I sat down facing her, "I left my eagle with the groom out front. Can someone..."
"Wait," she held up a finger and closed her eyes for a moment. "It's taken care of."
"Thank you."
"So, missing brother for almost 20 years, start talking," she ordered. "You have a daughter, and...?"
"I have a wonderful wife, two daughters and one son. My oldest, Fedso'as, is 12 and she will be enrolled at the Healing Shrine of Mugash come cold season midday."
"Great Gods! Mother!" Katso looked concerned. "I have no idea how she will react."
"Mother knows. We met last rotation," I explained. "She just spent two nights at my house in Is'syal and your daughter, Twevyar, spent one. She and my daughter were instant friends. They got to know each other while volunteering at the shrine to help with the flood victims. This was before they discovered they were cousins. Your daughter, by the way, looks just like you when you were her age."
"I know, poor girl," she sighed. "It will be hard to find her someone to marry who will be sturdy enough to survive."
"You have four kids and I haven't heard about any funeral notices for Musshia, so it looks like he survived marrying you."
"Just as witty as ever, I see," she gave me a wry look that was straight out of my mother's repertoire. "If you don't need to leave soon to carry out your courier duties, will you stay the day and maybe the night? The boys will want to meet you. They don't remember you at all but they were still quite young when you left."
"I can stay. The king has given me leave time to take care of, ahem, my family entanglements."
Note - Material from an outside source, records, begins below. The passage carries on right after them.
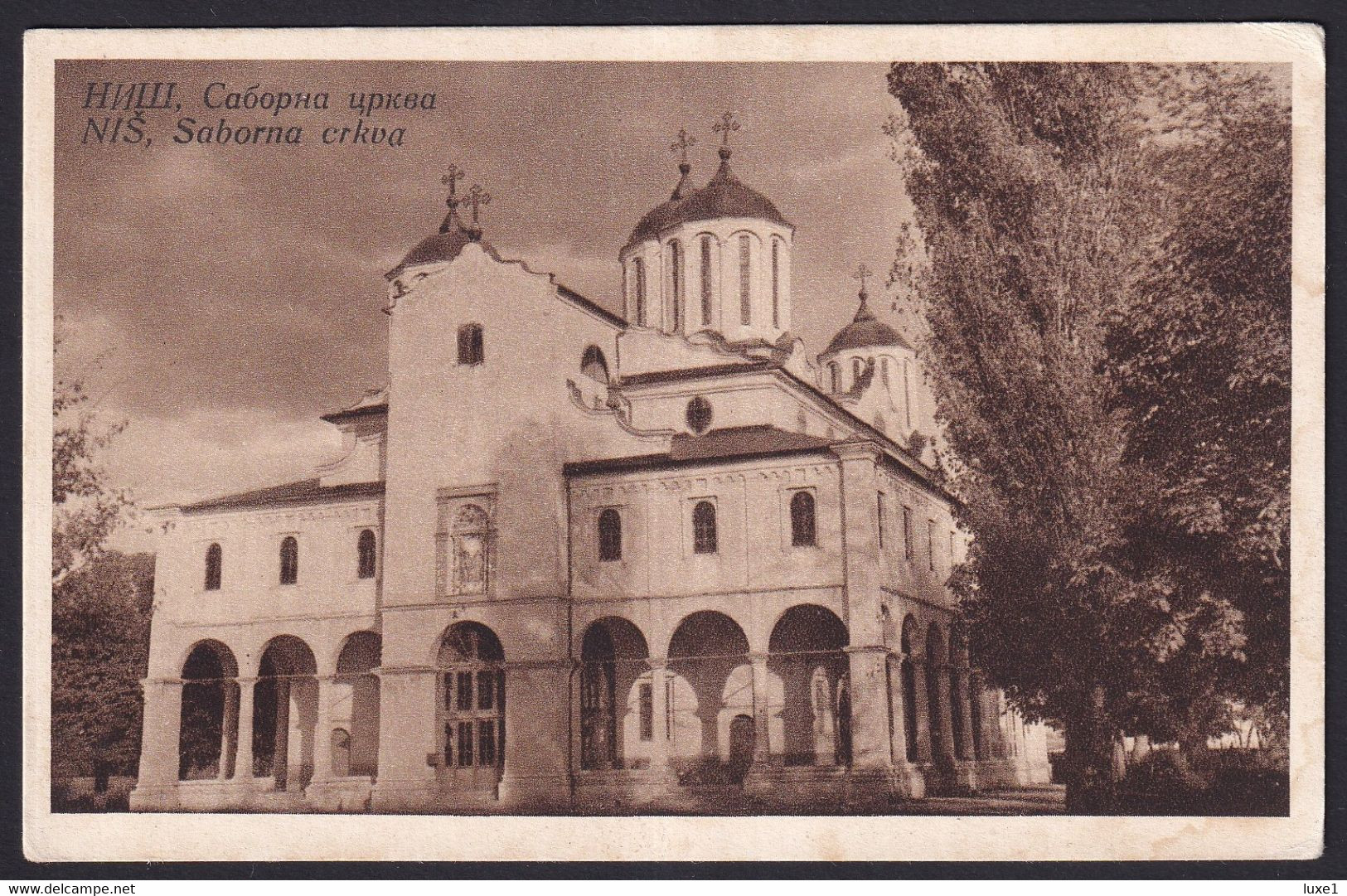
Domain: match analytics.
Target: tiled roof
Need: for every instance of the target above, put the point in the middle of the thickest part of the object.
(698, 372)
(302, 492)
(730, 443)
"Excellent!" She shook her head, "I can't believe you're actually here, in that chair, talking with me." She suddenly skewered me to the chair with her eyes, "you are not allowed to disappear ever again."
"I have worried for a very long time that you would be angry with me because you had to give up your position at Landa to become Lord Gunndit." I had to bring it up before I lost my courage.
"To be truthful, Irhessa, if father had not been so obsessed with the boys-get-land, girls-get-shrine thing, I would have preferred taking the land and giving you the chance to go to the shrine of your choice."
"Seriously?"
"Yes, seriously," she steepled her hands. "So, before we get too far down the path talking about family and bragging about our children, tell me about this flood up north. We had a wind storm here and heavy rain but none of the catastrophic flooding."
"It's heartbreaking. It's all I've been working on for the last several days. Uncounted thousands are dead, caught in the sudden flood. Half of the town on Two Ferry Island is gone, if you can believe that, swept downstream after the levies broke. Every street is flooded in Queenstown and the Crystal Shrine of Tiki is an island of high ground surrounded by water. I estimate the entire spring wheat and barley crop is lost between Queenstown and Is'syal. It will be a hard and hungry cold season for the survivors."
"Gods! It's every bit as bad as the rumors say," she grimaced. "I'm sure there will be a relief order coming my way for foodstuffs. Let me just get my steward to start on making an inventory," she held up a hand and mindcasted for a few moments. Then she was done.
"Moving on, let's get back to you. I'm happy you met with mother and both of you survived. I've always worried about what might happen if you met." She leaned forward in her armchair, "now start at the beginning and leave nothing out."